From the start, Dr. Dori had told the family about a drug called a MEK inhibitor. It had already utterly transformed the life of an extremely sick patient at CHOP named Daniel, who had a different kind of rare central lymphatic anomaly that caused his lymphatic vessels to enlarge and multiply. The MEK inhibitor triggered his lymphatic vessels to remodel themselves, which completely stopped the leaking.
Did Maria want to be the first person with Noonan syndrome and severe lymphatic disorder to try the MEK inhibitor? It would require applying to the U.S. Food and Drug Administration (FDA) to get approval for off-label compassionate use of the drug. Jean Belasco, MD, an oncologist in CHOP’s Cancer Center who is part of Maria’s care team, put in the application.
“We had no hesitation whatsoever,” says Elizabeth. “Deciding to do the drug was kind of a relief. Dr. Dori had prepared us all along. And Maria saw the value from the beginning. It was all she talked about until everything had been submitted to the FDA and approved. She saw the value for herself, but she was also thinking of other Noonan kids.”
‘Everything went away’
In July 2019, the FDA gave its approval for using the MEK inhibitor — and the effect within three months was remarkable. “It’s been lifesaving,” Elizabeth says. Maria’s lymphatic channels have remodeled themselves in a way that stopped the gastrointestinal protein leak and bleeding from her intestinal wall. Even the lung that had been damaged by the chylothorax when Maria was 5 unexpectedly cleared up. Maria put on 30 pounds, bringing her weight up to just under 100 pounds, and for the first time in years, she outgrew her jeans and shoes.
“Everything completely went away,” says Dr. Dori of Maria’s problems, with a note of amazement.

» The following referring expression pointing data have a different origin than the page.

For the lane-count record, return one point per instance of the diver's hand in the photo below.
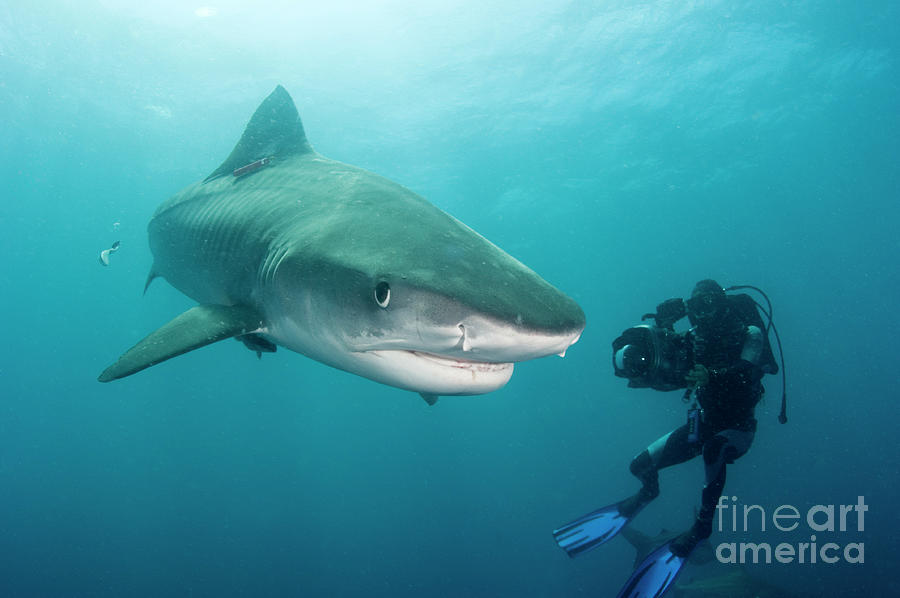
(698, 377)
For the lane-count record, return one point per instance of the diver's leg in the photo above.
(671, 449)
(719, 451)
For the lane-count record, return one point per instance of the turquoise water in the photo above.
(623, 150)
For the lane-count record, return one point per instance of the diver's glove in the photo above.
(698, 377)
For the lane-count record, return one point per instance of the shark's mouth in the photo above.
(431, 373)
(464, 364)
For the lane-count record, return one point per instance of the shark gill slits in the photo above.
(382, 294)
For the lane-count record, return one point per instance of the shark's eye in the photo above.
(382, 294)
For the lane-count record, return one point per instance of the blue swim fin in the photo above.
(654, 576)
(591, 530)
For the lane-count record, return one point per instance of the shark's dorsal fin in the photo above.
(197, 327)
(274, 131)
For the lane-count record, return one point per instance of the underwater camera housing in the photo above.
(652, 357)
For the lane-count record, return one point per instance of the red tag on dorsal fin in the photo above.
(252, 167)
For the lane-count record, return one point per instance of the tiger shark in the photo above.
(282, 246)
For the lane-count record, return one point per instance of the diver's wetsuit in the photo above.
(731, 353)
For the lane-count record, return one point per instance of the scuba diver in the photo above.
(720, 361)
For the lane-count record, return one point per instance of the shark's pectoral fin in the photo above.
(195, 328)
(429, 398)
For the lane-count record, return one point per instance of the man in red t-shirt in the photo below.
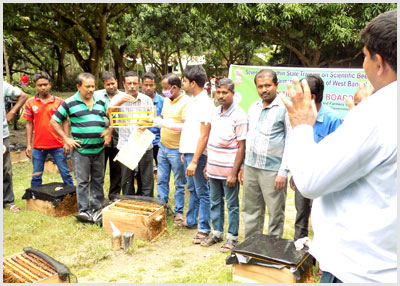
(24, 79)
(38, 112)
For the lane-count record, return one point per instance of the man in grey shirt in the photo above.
(145, 166)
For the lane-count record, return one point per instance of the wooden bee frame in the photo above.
(141, 116)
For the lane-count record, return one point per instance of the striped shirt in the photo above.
(40, 113)
(174, 110)
(266, 141)
(86, 125)
(141, 100)
(199, 110)
(226, 130)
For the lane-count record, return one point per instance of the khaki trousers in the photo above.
(258, 191)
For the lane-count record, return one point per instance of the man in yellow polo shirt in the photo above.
(172, 118)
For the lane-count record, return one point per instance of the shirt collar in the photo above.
(200, 95)
(321, 113)
(177, 99)
(276, 102)
(228, 112)
(157, 98)
(77, 97)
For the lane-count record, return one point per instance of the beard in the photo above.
(268, 97)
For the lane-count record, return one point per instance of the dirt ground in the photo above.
(150, 265)
(18, 136)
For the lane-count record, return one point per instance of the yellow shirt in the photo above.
(175, 111)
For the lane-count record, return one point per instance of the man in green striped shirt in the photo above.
(90, 134)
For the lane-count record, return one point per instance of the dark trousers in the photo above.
(89, 178)
(145, 177)
(329, 278)
(155, 153)
(115, 172)
(8, 195)
(303, 210)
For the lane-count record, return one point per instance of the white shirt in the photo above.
(141, 100)
(352, 177)
(200, 109)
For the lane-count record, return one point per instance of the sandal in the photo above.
(199, 237)
(178, 220)
(13, 208)
(228, 246)
(210, 241)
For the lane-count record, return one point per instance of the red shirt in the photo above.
(40, 113)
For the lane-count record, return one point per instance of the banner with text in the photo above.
(339, 83)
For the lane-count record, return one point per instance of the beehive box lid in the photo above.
(272, 249)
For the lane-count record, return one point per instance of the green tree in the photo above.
(313, 32)
(79, 28)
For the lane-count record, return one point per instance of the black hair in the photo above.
(84, 76)
(266, 73)
(196, 73)
(380, 37)
(39, 75)
(128, 74)
(173, 79)
(107, 76)
(149, 75)
(316, 85)
(226, 82)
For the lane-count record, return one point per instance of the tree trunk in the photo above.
(119, 66)
(179, 59)
(61, 73)
(6, 64)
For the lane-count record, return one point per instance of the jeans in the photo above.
(303, 210)
(219, 190)
(145, 177)
(89, 177)
(115, 172)
(38, 160)
(329, 278)
(258, 191)
(170, 159)
(8, 194)
(155, 153)
(199, 200)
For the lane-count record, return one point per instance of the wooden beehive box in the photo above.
(270, 259)
(261, 274)
(58, 203)
(51, 167)
(147, 220)
(28, 268)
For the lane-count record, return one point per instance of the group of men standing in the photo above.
(348, 168)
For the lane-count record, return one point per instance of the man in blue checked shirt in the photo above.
(149, 88)
(264, 176)
(327, 122)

Dr. Belasco sees a future full of possibility: “Although we are in the early days of this type of personalized medicine, the hope is that by looking at patients’ mutations, we can find more drugs and better care for patients with genetic diseases.”
While Maria and previous patient Daniel had different conditions that involved different genetic mutations, there was a commonality, explains Hakon Hakonarson, MD, PhD, Director of the Center for Applied Genomics at CHOP. “Both genes are on a pathway that influences the expression of MEK,” Dr. Hakonarson says. “You can look at it like a pathway where, say, 15 things need to happen for a cell to function properly. Daniel’s mutation was item number three, and Maria’s mutation was maybe item number nine. But both are part of a chain that ultimately passes through a tunnel that leads to the MEK molecule. Both patients’ mutations led to an overexpression of MEK, which resulted in the uncontrolled proliferation of lymphatic vessels.”
Hakonarson is also part of CHOP’s Comprehensive Vascular Anomalies Program (CVAP), a CHOP Frontier Program that uses state-of-the-art genomics and personalized research strategies to determine the causes of complex vascular conditions and identify targeted therapies. The program works closely with the Lymphatic Imaging and Interventions Frontier Program, which is led by Dori. CHOP’s Frontier Programs conduct cutting-edge research that translates into advanced clinical care. The CVAP, in particular, draws on the extensive clinical and genomic research capacity within the Cancer Center and Center for Applied Genomics.
The drug blocks MEK and thus puts the brakes on a lymphatic system in overdrive. The MEK inhibitor remodels the lymphatic system, although how the drug is accomplishing this feat is not fully understood.
Regardless of the mysteries about the drug that remain to be solved, it has made one significant change in Maria that Elizabeth can’t talk about without getting choked up: “She’s a lot happier. I think she knew deep down she was dying. The medicine gave her hope.” And it might do the same for others suffering from lymphatic problems related to Noonan syndrome.